Even a paperclipper cannot be indifferent to the experience of agony. Just as organic sentients can co-instantiate phenomenal sights and sounds, a superintelligent paperclipper could presumably co-instantiate a pain-pleasure axis and (un)clippiness qualia space—two alternative and incommensurable (?) metrics of value, if I’ve interpreted Eliezer correctly. But I’m not at all confident I know what I’m talking about here. My best guess is still that the natural world has a single metric of phenomenal (dis)value, and the hedonic range of organic sentients discloses a narrow part of it.
Are you talking about agony as an error signal, or are you talking about agony as a quale? I begin to suspect that you may mean the second. If so, then the paperclipper can easily be indifferent to agony;
but it probably can’t understand how humans can be indifferent to a lack of paperclips.There’s no evidence that I’ve ever seen to suggest that qualia are the same even for different people; on the contrary, there is some evidence which strongly suggests that qualia among humans are different. (For example; my qualia for Red and Green are substantially different. Yet red/green colourblindness is not uncommon; a red/green colourblind person must have at minimum either a different red quale, or a different green quale, to me). Given that, why should we assume that the quale of agony is the same for all humanity? And if it’s not even constant among humanity, I see no reason why a paperclipper’s agony quale should be even remotely similar to yours and mine.
And given that, why shouldn’t a paperclipper be indifferent to that quale?
A paperclip maximiser would (in the overwhelming majority of cases) have no such problem understanding the indifference of paperclips. A tendency to anthropomorphise is a quirk of human nature. Assuming that paperclip maximisers have an analogous temptation (to clipropomorphise) is itself just anthropomorphising.
I take your point.
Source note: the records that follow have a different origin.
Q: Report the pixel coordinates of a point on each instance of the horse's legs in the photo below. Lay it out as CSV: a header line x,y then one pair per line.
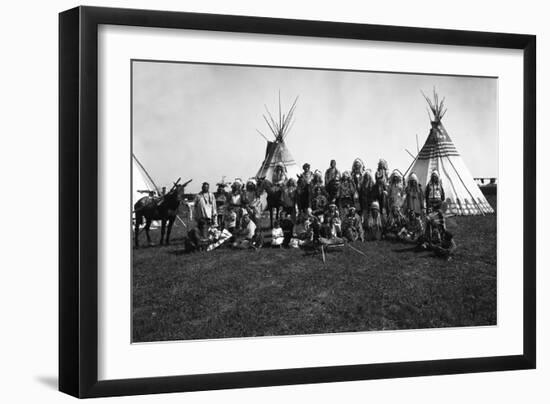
x,y
162,231
169,229
147,226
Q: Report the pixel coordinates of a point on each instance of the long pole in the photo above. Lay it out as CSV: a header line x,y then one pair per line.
x,y
146,173
464,185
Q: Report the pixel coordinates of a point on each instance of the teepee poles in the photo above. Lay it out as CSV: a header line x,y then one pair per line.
x,y
465,187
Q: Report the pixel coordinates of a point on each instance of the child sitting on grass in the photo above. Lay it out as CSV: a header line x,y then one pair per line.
x,y
277,235
447,246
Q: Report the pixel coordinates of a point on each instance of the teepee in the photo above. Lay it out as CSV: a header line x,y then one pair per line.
x,y
276,151
142,183
462,195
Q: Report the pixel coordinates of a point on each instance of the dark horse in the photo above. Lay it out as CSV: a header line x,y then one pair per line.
x,y
274,197
164,209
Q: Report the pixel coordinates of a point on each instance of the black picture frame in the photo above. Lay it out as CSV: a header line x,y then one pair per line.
x,y
78,206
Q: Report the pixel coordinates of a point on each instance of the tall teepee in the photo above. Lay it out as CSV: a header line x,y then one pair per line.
x,y
462,195
276,151
142,183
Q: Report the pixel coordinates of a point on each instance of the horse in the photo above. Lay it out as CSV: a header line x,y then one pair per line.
x,y
164,209
274,197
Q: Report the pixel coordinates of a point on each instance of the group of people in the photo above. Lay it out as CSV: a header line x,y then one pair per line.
x,y
355,205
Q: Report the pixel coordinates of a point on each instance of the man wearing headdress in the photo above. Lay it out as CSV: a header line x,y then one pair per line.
x,y
395,190
319,200
279,176
381,174
289,198
357,171
346,193
395,222
307,175
304,188
366,193
414,197
332,173
205,205
435,195
222,201
373,225
236,198
332,218
352,228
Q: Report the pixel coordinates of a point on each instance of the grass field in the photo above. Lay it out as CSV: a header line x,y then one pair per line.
x,y
227,293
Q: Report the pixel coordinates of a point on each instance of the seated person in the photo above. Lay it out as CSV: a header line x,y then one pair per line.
x,y
277,235
447,246
198,238
257,240
414,229
313,232
352,228
395,222
217,238
435,226
373,224
328,234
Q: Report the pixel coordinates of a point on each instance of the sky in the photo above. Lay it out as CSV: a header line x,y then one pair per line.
x,y
199,121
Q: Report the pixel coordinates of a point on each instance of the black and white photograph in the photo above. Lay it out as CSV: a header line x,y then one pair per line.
x,y
274,201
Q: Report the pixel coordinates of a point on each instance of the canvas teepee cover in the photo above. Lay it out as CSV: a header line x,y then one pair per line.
x,y
141,181
462,195
276,150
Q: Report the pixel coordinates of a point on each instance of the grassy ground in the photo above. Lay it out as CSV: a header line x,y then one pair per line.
x,y
228,293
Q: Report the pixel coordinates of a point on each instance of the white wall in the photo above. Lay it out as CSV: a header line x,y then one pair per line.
x,y
28,162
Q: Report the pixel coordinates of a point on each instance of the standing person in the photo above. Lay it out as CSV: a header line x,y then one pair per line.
x,y
230,219
307,175
357,172
395,190
395,223
332,216
332,181
205,205
304,188
287,224
382,172
346,193
413,230
236,198
366,193
222,202
414,197
373,226
435,195
245,235
279,177
352,229
289,198
332,173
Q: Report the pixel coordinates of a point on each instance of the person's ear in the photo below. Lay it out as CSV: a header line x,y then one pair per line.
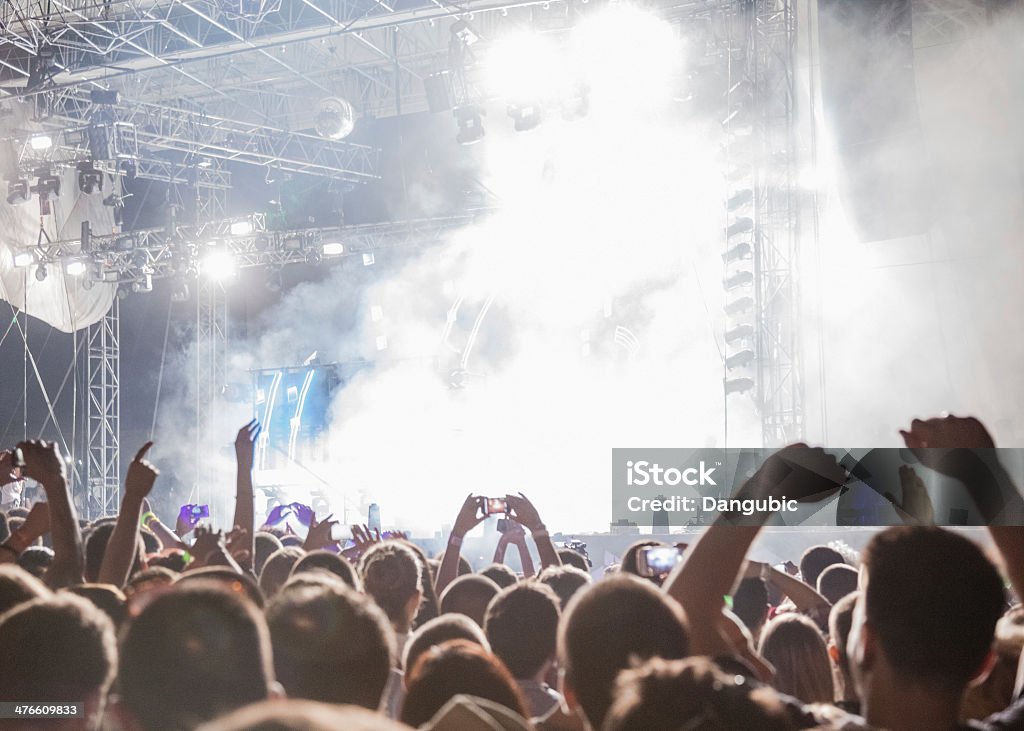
x,y
985,670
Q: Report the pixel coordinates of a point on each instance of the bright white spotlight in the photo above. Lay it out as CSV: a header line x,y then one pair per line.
x,y
76,268
218,265
524,68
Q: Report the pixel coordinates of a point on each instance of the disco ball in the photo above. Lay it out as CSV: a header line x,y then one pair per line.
x,y
335,118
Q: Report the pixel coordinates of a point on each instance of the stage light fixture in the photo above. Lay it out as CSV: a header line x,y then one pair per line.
x,y
76,267
740,278
738,385
737,253
740,332
470,120
218,265
18,191
739,305
739,359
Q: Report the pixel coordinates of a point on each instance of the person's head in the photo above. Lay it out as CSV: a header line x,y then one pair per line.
x,y
926,614
60,648
36,559
571,557
838,581
330,644
840,621
458,667
302,716
668,695
17,586
469,595
564,582
392,576
750,603
264,544
108,599
815,560
521,625
606,628
439,630
795,647
278,568
192,654
500,574
327,561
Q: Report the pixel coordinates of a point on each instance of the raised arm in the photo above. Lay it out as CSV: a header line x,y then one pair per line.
x,y
123,546
469,517
523,512
713,565
44,464
950,445
245,510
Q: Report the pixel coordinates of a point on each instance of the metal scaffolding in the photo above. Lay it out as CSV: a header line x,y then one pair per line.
x,y
103,415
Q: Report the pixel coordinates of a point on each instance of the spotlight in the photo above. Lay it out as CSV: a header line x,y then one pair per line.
x,y
740,359
18,191
738,385
742,225
470,120
738,280
89,179
525,118
737,253
218,265
76,267
241,228
739,305
740,332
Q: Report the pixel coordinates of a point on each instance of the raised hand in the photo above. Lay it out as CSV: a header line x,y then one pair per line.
x,y
245,444
303,513
523,512
43,463
141,475
320,533
916,504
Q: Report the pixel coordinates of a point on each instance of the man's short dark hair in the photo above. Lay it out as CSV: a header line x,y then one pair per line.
x,y
192,654
750,603
500,574
58,648
815,560
933,599
327,561
391,574
331,644
469,595
837,581
564,582
441,629
607,628
521,626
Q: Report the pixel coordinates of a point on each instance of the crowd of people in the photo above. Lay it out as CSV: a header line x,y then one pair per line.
x,y
148,627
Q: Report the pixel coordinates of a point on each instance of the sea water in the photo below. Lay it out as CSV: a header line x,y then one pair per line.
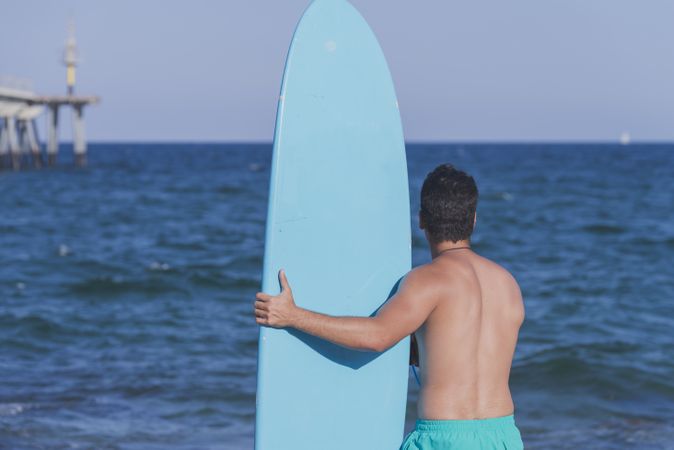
x,y
126,292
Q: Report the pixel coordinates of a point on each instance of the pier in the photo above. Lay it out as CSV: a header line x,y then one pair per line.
x,y
20,107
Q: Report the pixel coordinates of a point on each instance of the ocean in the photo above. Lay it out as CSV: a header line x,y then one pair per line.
x,y
126,292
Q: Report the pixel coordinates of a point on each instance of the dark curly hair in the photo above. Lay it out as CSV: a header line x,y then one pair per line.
x,y
448,204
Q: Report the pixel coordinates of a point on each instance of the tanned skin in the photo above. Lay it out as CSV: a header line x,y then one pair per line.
x,y
465,311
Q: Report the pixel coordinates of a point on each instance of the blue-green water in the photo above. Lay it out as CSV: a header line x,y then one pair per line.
x,y
126,290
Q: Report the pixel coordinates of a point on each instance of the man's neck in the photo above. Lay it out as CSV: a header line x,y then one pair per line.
x,y
445,246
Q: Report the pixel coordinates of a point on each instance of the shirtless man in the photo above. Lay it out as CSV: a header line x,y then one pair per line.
x,y
465,312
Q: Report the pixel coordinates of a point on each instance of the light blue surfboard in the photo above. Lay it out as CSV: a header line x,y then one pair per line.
x,y
339,224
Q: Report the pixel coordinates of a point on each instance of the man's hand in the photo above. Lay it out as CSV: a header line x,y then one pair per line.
x,y
278,311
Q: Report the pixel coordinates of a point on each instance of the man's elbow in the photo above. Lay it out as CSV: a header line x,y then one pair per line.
x,y
379,343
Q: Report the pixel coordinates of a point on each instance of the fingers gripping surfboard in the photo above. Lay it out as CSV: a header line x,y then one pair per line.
x,y
339,224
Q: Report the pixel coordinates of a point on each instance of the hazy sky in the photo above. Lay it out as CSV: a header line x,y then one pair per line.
x,y
464,70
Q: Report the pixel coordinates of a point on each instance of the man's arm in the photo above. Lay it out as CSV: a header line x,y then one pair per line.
x,y
400,316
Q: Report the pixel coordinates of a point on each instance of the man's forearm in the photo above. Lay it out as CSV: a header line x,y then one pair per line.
x,y
360,333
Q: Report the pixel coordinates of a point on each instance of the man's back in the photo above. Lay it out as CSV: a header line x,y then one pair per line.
x,y
467,343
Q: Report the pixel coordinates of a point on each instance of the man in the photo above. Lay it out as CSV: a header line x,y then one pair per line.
x,y
465,311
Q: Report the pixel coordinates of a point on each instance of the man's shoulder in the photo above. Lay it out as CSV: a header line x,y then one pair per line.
x,y
497,272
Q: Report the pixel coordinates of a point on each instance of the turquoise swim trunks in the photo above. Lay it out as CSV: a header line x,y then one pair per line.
x,y
481,434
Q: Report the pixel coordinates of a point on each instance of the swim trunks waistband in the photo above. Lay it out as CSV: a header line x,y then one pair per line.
x,y
495,423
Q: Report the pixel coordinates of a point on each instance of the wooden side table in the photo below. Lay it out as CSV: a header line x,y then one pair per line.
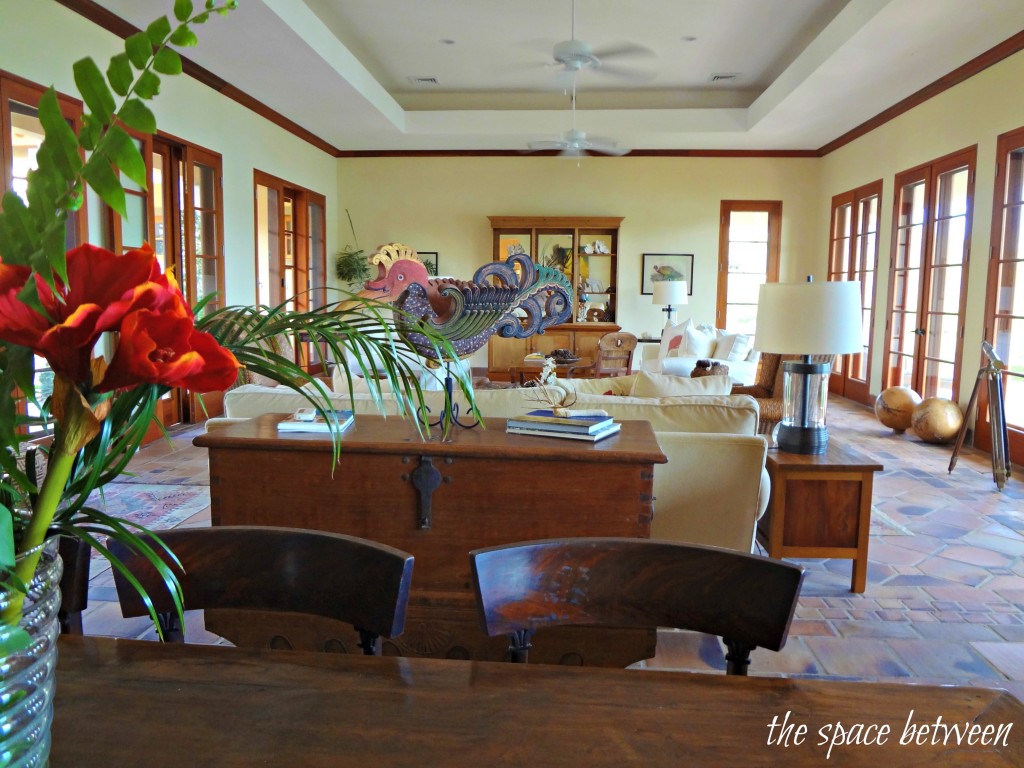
x,y
820,506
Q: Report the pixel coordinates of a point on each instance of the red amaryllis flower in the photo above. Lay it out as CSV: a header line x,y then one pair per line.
x,y
166,348
19,324
101,289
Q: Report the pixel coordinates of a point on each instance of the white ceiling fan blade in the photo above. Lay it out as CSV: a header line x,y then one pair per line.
x,y
609,150
625,73
542,145
623,50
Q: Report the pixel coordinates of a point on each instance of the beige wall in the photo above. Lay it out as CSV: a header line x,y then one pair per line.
x,y
40,40
973,113
670,205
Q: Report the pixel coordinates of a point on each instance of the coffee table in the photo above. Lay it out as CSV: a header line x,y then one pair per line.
x,y
820,506
439,500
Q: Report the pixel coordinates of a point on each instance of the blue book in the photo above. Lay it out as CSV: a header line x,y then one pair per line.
x,y
546,420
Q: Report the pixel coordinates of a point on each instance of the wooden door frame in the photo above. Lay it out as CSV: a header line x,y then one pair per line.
x,y
841,382
1006,142
930,173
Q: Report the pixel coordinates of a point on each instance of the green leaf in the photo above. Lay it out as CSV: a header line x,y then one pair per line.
x,y
136,115
89,133
182,9
6,539
158,31
167,61
147,85
126,157
120,75
105,183
93,88
184,37
59,138
139,49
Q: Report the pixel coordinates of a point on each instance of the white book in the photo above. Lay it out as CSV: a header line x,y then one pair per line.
x,y
607,432
301,421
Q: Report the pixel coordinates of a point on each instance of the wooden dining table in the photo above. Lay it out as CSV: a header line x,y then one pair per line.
x,y
123,702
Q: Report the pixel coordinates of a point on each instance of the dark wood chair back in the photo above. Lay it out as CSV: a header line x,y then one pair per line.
x,y
747,600
270,569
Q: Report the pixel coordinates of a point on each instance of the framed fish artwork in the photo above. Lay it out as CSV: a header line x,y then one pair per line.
x,y
658,266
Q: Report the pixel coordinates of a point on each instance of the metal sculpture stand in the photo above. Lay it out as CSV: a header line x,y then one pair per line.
x,y
450,414
992,374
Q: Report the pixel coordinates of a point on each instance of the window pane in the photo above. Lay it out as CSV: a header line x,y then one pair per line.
x,y
267,247
748,257
945,289
204,185
1010,298
134,230
743,289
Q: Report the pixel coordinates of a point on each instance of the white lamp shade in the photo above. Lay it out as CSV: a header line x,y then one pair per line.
x,y
809,317
670,292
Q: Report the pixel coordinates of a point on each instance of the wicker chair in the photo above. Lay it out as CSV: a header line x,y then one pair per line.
x,y
767,387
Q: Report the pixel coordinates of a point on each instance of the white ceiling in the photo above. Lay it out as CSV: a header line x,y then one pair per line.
x,y
807,71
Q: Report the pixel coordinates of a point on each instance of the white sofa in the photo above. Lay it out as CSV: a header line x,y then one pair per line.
x,y
683,344
713,488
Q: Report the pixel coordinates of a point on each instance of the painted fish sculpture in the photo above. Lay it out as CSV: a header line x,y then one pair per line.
x,y
514,299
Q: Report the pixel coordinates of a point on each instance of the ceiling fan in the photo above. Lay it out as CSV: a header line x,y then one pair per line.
x,y
576,143
573,56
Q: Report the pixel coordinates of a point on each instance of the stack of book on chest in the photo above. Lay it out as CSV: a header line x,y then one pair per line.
x,y
588,425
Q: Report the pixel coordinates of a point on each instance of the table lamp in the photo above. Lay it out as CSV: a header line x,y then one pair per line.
x,y
669,292
807,318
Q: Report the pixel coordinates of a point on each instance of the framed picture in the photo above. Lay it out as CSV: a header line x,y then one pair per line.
x,y
658,266
429,258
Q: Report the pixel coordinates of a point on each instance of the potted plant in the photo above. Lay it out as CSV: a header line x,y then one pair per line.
x,y
351,265
118,334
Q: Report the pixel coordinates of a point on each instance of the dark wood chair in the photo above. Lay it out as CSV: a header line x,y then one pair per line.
x,y
614,356
749,601
288,572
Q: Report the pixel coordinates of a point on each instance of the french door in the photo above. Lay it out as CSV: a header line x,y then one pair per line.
x,y
749,245
928,275
291,254
187,237
1005,299
854,256
20,137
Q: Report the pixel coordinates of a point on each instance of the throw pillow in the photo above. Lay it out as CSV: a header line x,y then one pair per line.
x,y
660,385
699,342
673,339
733,346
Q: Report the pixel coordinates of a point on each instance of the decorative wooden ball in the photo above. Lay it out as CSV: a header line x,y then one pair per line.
x,y
894,408
936,420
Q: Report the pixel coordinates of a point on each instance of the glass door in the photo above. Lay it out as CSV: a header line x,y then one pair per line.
x,y
928,276
854,255
1005,302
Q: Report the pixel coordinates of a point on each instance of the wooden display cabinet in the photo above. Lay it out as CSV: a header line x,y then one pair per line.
x,y
585,249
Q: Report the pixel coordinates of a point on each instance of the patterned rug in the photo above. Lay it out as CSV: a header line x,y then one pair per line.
x,y
152,506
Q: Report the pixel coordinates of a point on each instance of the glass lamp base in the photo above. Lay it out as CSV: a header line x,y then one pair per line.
x,y
802,439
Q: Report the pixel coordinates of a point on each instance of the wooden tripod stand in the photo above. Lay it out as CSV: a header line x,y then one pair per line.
x,y
991,375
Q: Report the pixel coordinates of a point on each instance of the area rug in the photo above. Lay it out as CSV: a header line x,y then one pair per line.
x,y
883,524
153,506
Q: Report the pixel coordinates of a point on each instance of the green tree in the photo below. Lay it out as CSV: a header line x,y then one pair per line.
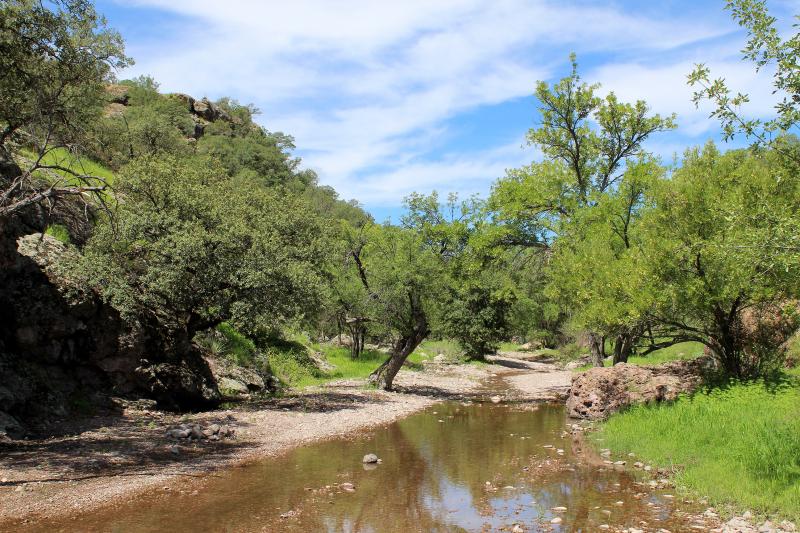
x,y
190,247
404,280
765,48
55,58
721,255
587,141
476,308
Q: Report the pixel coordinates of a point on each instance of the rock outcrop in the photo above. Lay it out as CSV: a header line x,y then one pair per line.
x,y
61,346
599,392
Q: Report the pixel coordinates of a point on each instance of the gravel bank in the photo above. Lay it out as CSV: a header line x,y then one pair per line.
x,y
99,461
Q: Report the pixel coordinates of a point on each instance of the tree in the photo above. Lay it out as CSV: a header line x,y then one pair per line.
x,y
587,142
404,280
721,255
54,61
190,247
477,305
764,48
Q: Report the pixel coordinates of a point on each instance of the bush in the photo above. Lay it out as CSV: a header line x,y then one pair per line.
x,y
58,232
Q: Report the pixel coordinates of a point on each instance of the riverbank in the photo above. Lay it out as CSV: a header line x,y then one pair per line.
x,y
96,462
736,446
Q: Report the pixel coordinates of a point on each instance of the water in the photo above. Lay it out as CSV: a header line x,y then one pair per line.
x,y
436,465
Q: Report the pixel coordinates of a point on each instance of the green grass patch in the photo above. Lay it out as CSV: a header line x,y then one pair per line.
x,y
737,445
297,371
79,164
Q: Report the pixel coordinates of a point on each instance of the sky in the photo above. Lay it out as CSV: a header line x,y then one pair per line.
x,y
385,98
Though Clippy may clipropomorphise, there is no reason to assume that it will.
...is there any way to retract just a part of a previous post?
There is an edit button. But I wouldn’t say your comment is significantly weakened by this tangential technical detail (I upvoted it as is).
Yes, but is there any way to leave the text there, but stricken through?
People have managed it with unicode characters. I think there is even a tool for it on the web somewhere.
Got it, thanks.
CCC, agony as a quale. Phenomenal pain and nociception are doubly dissociable. Tragically, people with neuropathic pain can suffer intensely without the agony playing any information-signalling role. Either way, I’m not clear it’s intelligible to speak of understanding the first-person phenomenology of extreme distress while being indifferent to the experience: For being distrubing is intrinsic to the experience itself. And if we are talking about a supposedly superintelligent paperclipper, shouldn’t Clippy know exactly why humans aren’t troubled by the clippiness-deficit?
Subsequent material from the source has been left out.